Evaluations of acoustic damping performances of double-layer in-duct perforated plates at low Mach and Helmholtz number

In this work, acoustic damping performances of double-layer in-duct perforated plates are studied at low Mach (M_a) and Helmholtz number (He) to evaluate the effects of (1) M a, (2) the porosities (i.e., open-area ratio) σ₁ and σ₂ of the front and back plates, and (3) the axial distance L_c between these two plates. The orifices' damping is characterized by sound absorption coefficient α denoting the fraction of incident sound energy being absorbed. For this, a quasi-steady acoustic model is developed first and experiments are then conducted. When M a = 0, α is experimentally found to oscillate with He, whatever the porosities of σ₁ and σ₂ are set.
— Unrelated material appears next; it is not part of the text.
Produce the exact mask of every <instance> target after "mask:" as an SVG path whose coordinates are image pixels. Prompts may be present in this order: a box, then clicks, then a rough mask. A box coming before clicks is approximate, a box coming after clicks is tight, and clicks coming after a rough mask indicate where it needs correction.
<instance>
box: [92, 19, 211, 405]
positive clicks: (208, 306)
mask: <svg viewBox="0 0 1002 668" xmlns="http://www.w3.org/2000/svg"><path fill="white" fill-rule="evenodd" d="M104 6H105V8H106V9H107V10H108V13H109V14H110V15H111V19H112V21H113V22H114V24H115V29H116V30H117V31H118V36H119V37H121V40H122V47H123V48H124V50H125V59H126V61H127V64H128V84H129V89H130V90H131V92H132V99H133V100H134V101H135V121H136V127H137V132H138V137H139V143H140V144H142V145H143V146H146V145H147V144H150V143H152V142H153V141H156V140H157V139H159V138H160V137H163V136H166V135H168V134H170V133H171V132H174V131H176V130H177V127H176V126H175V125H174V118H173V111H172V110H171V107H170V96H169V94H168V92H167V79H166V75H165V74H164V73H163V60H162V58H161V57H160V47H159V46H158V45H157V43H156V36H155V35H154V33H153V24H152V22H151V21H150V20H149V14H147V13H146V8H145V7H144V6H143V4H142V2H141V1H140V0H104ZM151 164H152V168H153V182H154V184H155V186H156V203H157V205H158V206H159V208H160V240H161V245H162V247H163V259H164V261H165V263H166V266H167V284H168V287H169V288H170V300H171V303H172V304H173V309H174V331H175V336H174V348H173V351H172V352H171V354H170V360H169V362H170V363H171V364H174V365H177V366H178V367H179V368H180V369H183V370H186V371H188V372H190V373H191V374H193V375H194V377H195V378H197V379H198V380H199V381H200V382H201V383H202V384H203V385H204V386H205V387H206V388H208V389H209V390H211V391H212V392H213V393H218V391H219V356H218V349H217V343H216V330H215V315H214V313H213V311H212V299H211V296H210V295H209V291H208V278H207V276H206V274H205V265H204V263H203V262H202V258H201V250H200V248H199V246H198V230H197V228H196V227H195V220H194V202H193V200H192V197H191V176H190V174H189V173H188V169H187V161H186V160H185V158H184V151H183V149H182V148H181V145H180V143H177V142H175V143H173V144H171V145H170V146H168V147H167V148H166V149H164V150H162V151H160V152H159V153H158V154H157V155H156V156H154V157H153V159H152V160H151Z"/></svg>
However, when M a is increased to and above 0.037, the power absorption troughs, i.e., local α_min of the double-layer plates with σ_1,2 ≤ 9% are more separated and shallower. Furthermore, when σ₁ = 9% or σ₂ = 9%, the damping performances are quite different in terms of the local α_max peaks and their number. In addition, increasing L c with respect to the downstream pipe length L_d gives rise to an increase of α_min and α_max by 10%. Finally, the double-layer plates are shown to involve a larger α than that of single-layer one over a broader He range.